As for LTTE, Mahattaya betrayal was covered by Adele Balasingham in her The Will to Freedom (2001) book. Colonel Karuna’s betrayal had been covered by me in my Pirabhakaran Phenomenon (2005) book, and in many opinion pieces in this website. Kumaran Pathmanathan’s betrayal waits for more expose.
International Recognition by the Establishment
In 1977, after listening to the readings of works by political prisoners, American humorist Art Buchwald jabbed in his inimitable style: “In this country, when you attack the Establishment, they don’t put you in jail or a mental institution. They do something worse. They make you a member of the Establishment.” [Time, Dec.5, 1977, p. 20] At that time, Mandela was in jail. The Cincinnati Post’s editorial cartoonist Stahler’s 1990 cartoon when Mandela visited the USA depicts the same sentiment partially. What Buchwald was probably commenting relates to Martin Luther King Jr., who was made a distinguished member of the Establishment and decorated with the Nobel Peace Prize in 1964. The same fate did repeat to Nelson Mandela too, when he too was decorated with the Nobel Peace Prize in 1993, at the age of 75 years.

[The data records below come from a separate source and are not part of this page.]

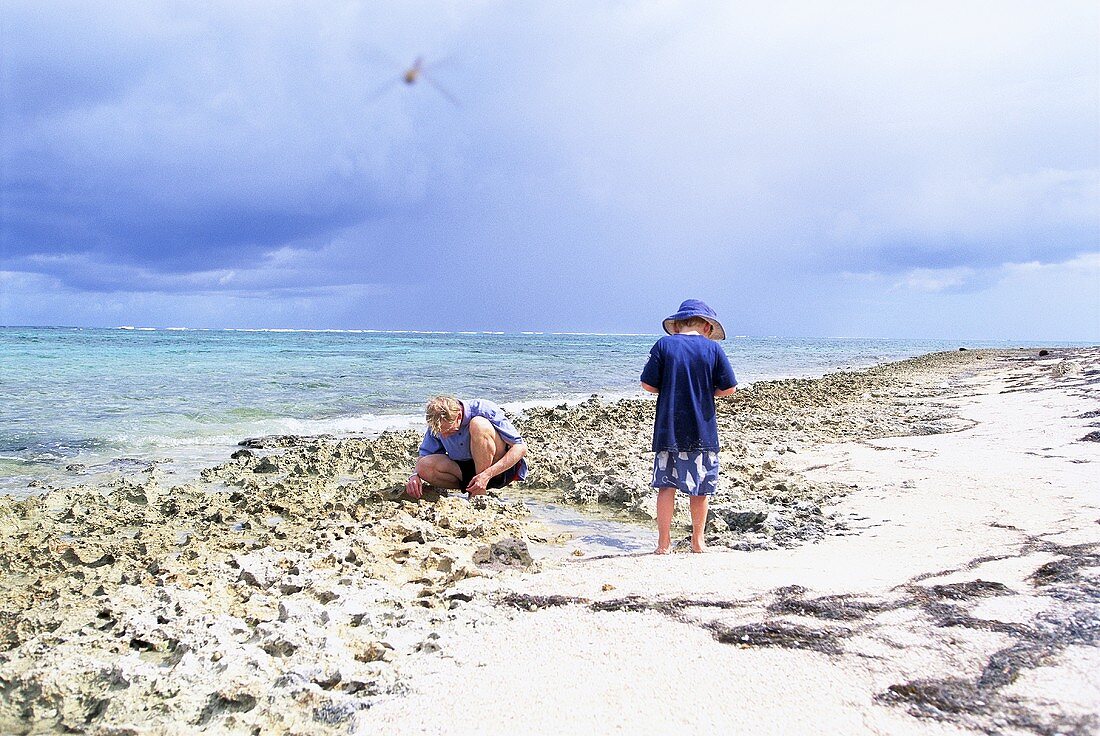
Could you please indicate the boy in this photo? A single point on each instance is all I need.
(686, 370)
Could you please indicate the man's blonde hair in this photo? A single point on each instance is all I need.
(690, 323)
(441, 410)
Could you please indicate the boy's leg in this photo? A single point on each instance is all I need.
(666, 504)
(699, 523)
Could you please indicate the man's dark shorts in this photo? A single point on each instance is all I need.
(496, 482)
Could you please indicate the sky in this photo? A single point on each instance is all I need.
(895, 169)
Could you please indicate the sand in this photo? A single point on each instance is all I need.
(908, 549)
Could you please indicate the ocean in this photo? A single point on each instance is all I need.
(79, 401)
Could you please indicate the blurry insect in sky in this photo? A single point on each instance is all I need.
(415, 74)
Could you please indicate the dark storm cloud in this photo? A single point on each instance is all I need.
(589, 169)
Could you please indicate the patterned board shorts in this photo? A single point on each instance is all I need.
(694, 473)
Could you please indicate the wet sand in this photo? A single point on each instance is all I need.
(906, 549)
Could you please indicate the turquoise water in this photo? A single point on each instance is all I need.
(72, 395)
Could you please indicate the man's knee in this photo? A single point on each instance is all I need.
(482, 427)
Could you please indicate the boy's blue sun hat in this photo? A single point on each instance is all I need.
(696, 308)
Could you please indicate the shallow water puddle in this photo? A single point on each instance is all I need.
(591, 533)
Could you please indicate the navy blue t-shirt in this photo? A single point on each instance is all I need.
(686, 369)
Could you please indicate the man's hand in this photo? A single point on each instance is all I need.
(479, 483)
(415, 486)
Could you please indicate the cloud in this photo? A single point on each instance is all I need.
(738, 152)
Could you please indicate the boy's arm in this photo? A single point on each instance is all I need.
(724, 375)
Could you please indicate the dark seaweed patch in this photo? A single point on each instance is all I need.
(970, 590)
(831, 607)
(526, 602)
(780, 634)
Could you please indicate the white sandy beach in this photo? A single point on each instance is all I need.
(1011, 487)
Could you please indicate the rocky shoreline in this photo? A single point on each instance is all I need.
(282, 592)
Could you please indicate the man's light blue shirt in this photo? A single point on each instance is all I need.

For various reasons, Prabhakaran missed out on this Establishment prize. Compared to Mandela, Prabhakaran probably was too young. The near thing, Prabhakaran received as a sort of International recognition, was being anointed as one of the 100 Most Influential Asians of the Century by the Time magazine. [August 23-30, 1999]. Of course, Prabhakaran did not make to the top 20 primary selections (19 men and one woman). But, Prabhkaran was included in the next rung of 80 secondary selections, in the category of insurgents, “who fought their own governments for causes ranging from communism to freedom”. Prabhakaran was only 45 then. The primary selection for this category was Vietnam’s independence leader Ho Chi Minh (1890-1969). Even among the five secondary selections in which Prabhakaran was included, two were composites (Japanese soldiers who revolted in 1936, and the Afghanistan’s mujahedin guerrillas who defeated the Soviet army).
Adele Balasingham: The Will to Freedom. Fairmax Publishing, Mitcham, UK, 2001.
Martin Meredith: Nelson Mandela – a biography. Penguin Books, London, 1997.
Nelson Mandela: Long Walk to Freedom –the autobiography of Nelson Mandela. Little Brown and Co, Boston, 1994.
Sachi Sri Kantha: Pirabhakaran Phenomenon, Lively Comet Imprint, Japan, 2005.
V. Visvanatha Pillai: A Dictionary – Tamil and English, 6th edition, 1951, Madras, p.514 (for the meaning of Prabhakaran name).